In the days when newspapers were known as the Fourth Estate,
copy editors sat around a U-shaped desk, cutting, clarifying and checking
whatever the reporters and news services put out.
We were known as the Masters of Little Known and Useless
Facts...such as the fact that the word restaurateur has no “n” and people from
Ghana are Ghanaians, not Ghanans.
I have accumulated any number of new little known and
useless facts since I started doing crossword puzzles (the definitions of
“olla” and “etui” among them), and during a game of Bananagrams last week I
learned that there are names for the Solfège notes between Do, Re, Mi, Sol, La
and Ti.

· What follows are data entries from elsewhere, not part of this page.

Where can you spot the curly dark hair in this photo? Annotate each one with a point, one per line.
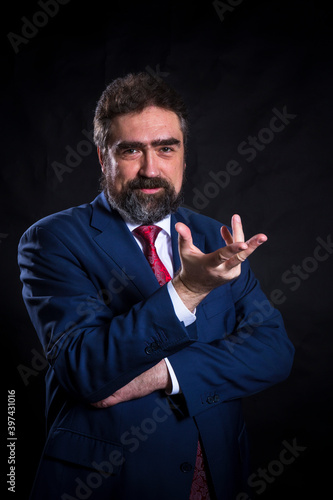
(133, 93)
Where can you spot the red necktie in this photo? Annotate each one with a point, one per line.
(148, 235)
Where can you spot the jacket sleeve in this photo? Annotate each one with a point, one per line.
(255, 355)
(92, 350)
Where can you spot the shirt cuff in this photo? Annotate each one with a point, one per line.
(182, 313)
(175, 389)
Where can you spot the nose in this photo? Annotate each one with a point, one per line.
(149, 164)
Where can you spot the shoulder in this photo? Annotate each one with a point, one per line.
(63, 223)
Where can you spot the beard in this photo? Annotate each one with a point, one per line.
(142, 208)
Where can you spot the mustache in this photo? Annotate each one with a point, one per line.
(148, 183)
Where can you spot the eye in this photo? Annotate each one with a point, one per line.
(130, 151)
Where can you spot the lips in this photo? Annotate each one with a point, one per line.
(150, 190)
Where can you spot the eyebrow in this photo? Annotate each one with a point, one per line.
(170, 141)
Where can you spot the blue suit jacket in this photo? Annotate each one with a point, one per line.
(103, 319)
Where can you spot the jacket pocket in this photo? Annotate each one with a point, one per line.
(87, 451)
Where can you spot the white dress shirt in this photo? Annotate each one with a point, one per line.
(164, 251)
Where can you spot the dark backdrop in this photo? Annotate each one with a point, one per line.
(238, 65)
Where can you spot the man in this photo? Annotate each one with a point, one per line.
(151, 319)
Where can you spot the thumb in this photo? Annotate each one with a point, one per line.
(185, 236)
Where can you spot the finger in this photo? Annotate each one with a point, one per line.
(185, 241)
(252, 244)
(237, 228)
(226, 235)
(106, 403)
(225, 253)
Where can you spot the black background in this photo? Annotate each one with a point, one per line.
(233, 69)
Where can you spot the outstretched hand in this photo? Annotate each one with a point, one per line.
(200, 273)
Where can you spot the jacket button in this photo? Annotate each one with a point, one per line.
(186, 467)
(155, 346)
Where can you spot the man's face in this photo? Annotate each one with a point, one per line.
(144, 164)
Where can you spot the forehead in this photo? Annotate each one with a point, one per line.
(146, 125)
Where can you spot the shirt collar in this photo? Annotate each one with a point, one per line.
(165, 224)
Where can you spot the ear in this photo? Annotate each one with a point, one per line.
(100, 157)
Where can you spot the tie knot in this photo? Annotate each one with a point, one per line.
(148, 233)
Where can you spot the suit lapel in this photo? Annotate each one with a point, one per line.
(117, 242)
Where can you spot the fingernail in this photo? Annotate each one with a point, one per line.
(261, 240)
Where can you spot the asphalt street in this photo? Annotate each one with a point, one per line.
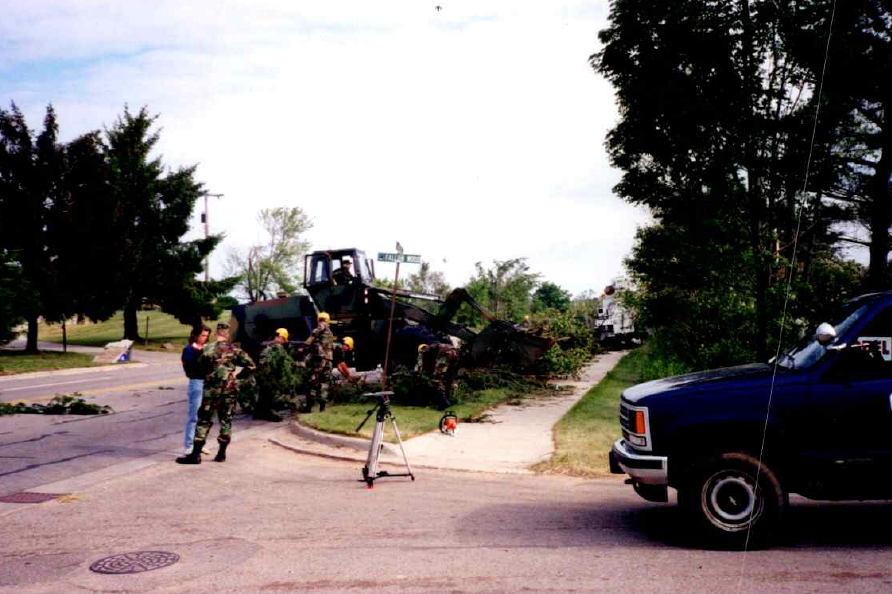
(270, 520)
(148, 397)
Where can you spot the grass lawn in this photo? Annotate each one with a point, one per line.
(585, 435)
(163, 328)
(19, 362)
(411, 420)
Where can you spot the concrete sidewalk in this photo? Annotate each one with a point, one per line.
(510, 440)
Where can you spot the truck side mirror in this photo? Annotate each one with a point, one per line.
(825, 333)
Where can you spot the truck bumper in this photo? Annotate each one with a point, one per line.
(644, 470)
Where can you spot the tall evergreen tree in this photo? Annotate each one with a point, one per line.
(855, 131)
(151, 214)
(713, 139)
(30, 182)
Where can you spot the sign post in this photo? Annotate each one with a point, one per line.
(397, 257)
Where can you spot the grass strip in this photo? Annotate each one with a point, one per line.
(12, 362)
(585, 435)
(411, 420)
(163, 328)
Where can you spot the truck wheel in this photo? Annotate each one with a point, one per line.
(732, 508)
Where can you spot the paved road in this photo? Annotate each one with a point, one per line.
(269, 520)
(149, 401)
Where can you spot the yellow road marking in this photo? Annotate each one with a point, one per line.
(177, 380)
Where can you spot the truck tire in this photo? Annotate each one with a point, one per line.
(731, 508)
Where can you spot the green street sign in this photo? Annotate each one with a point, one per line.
(404, 258)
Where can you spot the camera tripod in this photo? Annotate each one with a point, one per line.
(370, 471)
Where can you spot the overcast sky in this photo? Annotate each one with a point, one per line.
(470, 133)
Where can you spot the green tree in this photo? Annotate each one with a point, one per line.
(274, 265)
(504, 290)
(152, 209)
(855, 134)
(713, 137)
(30, 180)
(82, 234)
(550, 296)
(15, 295)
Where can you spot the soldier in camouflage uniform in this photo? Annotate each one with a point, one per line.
(439, 361)
(276, 376)
(228, 366)
(321, 341)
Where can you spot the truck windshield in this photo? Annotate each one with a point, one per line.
(809, 351)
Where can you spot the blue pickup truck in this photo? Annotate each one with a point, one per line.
(735, 442)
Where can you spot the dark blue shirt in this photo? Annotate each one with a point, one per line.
(190, 362)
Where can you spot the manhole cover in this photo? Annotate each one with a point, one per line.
(135, 562)
(26, 497)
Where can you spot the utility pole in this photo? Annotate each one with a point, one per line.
(204, 219)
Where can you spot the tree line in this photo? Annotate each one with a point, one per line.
(95, 225)
(756, 133)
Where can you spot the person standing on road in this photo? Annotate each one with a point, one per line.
(197, 340)
(321, 341)
(229, 365)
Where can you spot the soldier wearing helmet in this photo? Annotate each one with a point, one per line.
(343, 352)
(344, 274)
(229, 366)
(439, 361)
(277, 378)
(322, 342)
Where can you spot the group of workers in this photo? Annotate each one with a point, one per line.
(223, 366)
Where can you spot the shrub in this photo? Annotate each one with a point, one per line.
(577, 342)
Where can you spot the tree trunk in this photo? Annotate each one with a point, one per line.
(31, 343)
(880, 212)
(131, 323)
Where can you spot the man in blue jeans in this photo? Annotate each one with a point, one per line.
(196, 377)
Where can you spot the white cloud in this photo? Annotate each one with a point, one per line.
(472, 133)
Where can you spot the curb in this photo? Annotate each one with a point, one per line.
(332, 439)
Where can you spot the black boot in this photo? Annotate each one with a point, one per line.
(195, 456)
(221, 453)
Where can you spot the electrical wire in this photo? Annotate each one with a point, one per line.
(789, 289)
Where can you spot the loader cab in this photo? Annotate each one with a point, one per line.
(331, 287)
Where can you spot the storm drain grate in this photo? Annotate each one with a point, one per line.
(27, 497)
(134, 562)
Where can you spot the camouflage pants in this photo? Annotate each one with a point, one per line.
(224, 405)
(320, 382)
(444, 391)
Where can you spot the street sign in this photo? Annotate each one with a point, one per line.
(405, 258)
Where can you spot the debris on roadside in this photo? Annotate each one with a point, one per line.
(61, 404)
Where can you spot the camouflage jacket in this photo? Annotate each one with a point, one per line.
(227, 364)
(323, 341)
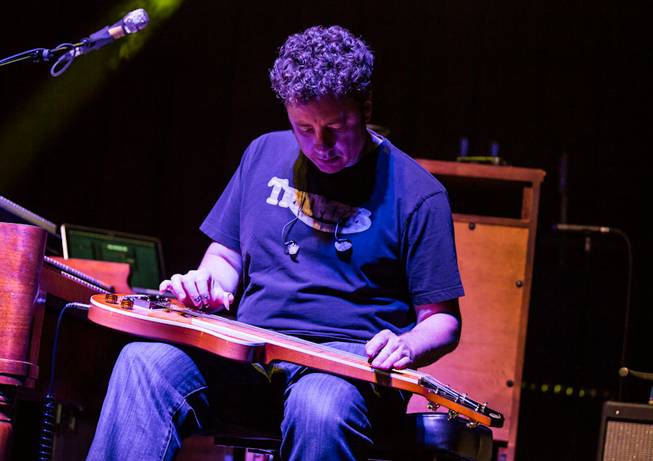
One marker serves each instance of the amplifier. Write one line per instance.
(626, 432)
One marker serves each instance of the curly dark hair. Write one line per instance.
(322, 61)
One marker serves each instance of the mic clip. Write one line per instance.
(291, 249)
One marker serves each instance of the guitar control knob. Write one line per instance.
(111, 298)
(126, 303)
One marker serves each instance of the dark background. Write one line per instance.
(145, 143)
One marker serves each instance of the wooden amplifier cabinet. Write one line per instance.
(495, 220)
(626, 432)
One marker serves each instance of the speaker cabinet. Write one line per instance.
(626, 432)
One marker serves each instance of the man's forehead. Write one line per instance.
(326, 108)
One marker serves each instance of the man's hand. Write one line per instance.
(212, 284)
(386, 350)
(197, 288)
(436, 333)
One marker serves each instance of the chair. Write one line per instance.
(424, 436)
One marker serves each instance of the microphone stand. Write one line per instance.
(64, 53)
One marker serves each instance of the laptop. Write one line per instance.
(143, 253)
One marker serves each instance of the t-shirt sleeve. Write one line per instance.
(222, 224)
(431, 261)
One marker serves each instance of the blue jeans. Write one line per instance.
(159, 393)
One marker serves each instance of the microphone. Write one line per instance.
(561, 227)
(132, 22)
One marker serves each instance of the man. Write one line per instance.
(329, 233)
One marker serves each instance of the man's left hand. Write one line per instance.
(386, 350)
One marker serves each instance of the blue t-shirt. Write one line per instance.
(394, 212)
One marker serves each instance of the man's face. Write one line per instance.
(331, 131)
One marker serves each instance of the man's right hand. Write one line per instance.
(198, 289)
(212, 284)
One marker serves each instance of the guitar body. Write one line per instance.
(159, 318)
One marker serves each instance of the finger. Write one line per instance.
(394, 357)
(177, 288)
(188, 282)
(202, 287)
(227, 299)
(402, 363)
(377, 343)
(382, 356)
(166, 285)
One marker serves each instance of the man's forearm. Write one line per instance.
(432, 338)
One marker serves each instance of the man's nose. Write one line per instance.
(324, 138)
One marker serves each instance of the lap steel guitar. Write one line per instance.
(161, 318)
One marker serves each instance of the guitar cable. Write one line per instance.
(46, 436)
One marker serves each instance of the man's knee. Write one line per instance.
(320, 401)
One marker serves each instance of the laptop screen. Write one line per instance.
(142, 253)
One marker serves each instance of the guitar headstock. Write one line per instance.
(459, 404)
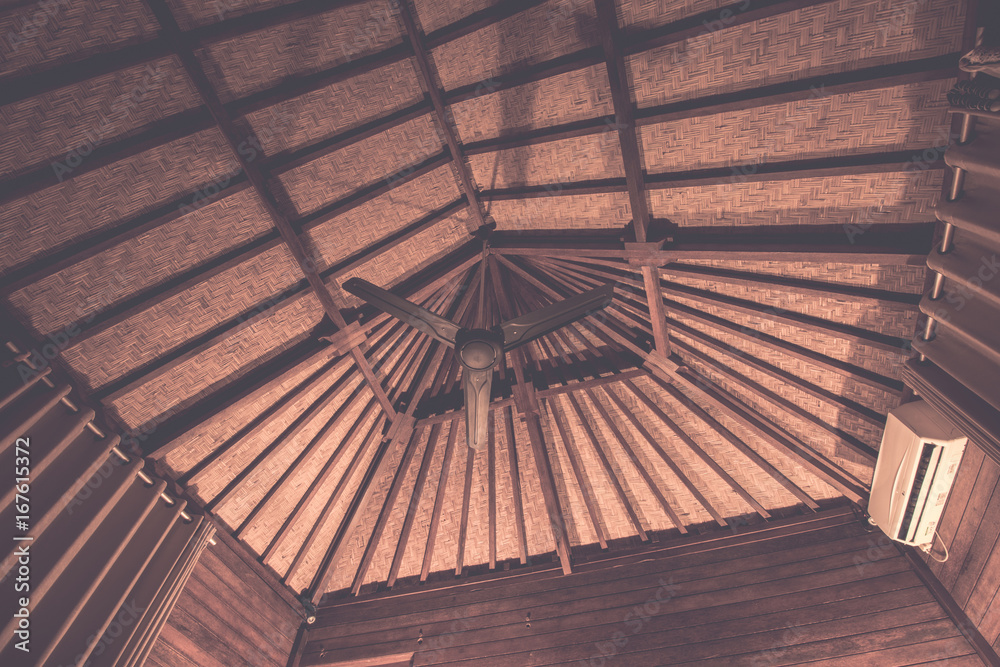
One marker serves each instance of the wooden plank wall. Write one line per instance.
(815, 588)
(226, 616)
(970, 527)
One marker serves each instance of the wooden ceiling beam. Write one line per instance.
(777, 436)
(320, 482)
(612, 42)
(515, 483)
(184, 47)
(410, 439)
(609, 470)
(428, 79)
(463, 521)
(528, 408)
(654, 488)
(689, 442)
(284, 439)
(413, 505)
(582, 482)
(755, 388)
(375, 435)
(734, 440)
(442, 487)
(840, 403)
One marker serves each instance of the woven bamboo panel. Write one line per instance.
(97, 200)
(881, 361)
(601, 211)
(616, 521)
(205, 439)
(414, 254)
(578, 523)
(894, 278)
(718, 494)
(866, 395)
(345, 567)
(651, 514)
(66, 124)
(580, 158)
(219, 366)
(853, 201)
(152, 332)
(887, 318)
(829, 413)
(889, 119)
(571, 96)
(365, 225)
(256, 61)
(436, 14)
(90, 286)
(652, 13)
(386, 547)
(37, 34)
(192, 13)
(827, 38)
(790, 467)
(337, 108)
(810, 435)
(384, 157)
(544, 32)
(265, 475)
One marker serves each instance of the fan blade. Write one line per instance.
(526, 328)
(433, 325)
(477, 385)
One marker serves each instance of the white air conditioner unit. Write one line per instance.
(916, 466)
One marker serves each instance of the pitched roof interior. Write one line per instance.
(129, 217)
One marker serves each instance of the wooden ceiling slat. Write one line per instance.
(282, 441)
(630, 452)
(184, 47)
(312, 446)
(690, 444)
(736, 442)
(529, 411)
(320, 482)
(413, 505)
(262, 421)
(818, 464)
(582, 482)
(442, 488)
(387, 506)
(515, 483)
(428, 79)
(375, 435)
(841, 403)
(463, 522)
(755, 388)
(609, 470)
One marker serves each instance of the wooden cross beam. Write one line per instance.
(184, 48)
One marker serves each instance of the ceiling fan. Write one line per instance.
(479, 350)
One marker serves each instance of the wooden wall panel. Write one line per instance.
(226, 616)
(970, 527)
(812, 588)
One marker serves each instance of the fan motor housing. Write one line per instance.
(478, 349)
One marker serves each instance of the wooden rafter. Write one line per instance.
(184, 48)
(428, 78)
(527, 406)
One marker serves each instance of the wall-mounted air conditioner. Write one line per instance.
(916, 466)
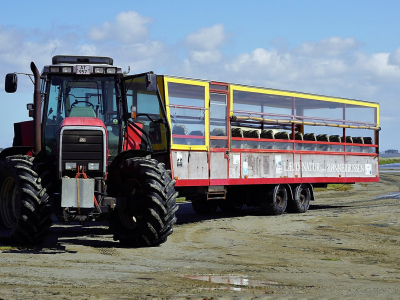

Imagine!
But the most interesting useless fact I’ve come across
recently concerns Queen Anne’s Sign or the Sign of Hertoghe. It is the thinning
or loss of the outer third of the eyebrows, a sign of hypothyroidism often disguised by women with a clever stroke of the eyebrow pencil. Wikipedia
demonstrates Queen Anne’s Sign with a 1612 portrait of Anne of Denmark.
The Fourth Estate, the press, by the way, came after the
First Estate (clergy), the Second Estate (nobility), and the Third Estate,
commoners. The term implied an importance and dignity which not everyone would
accord newspapers since journalism became media.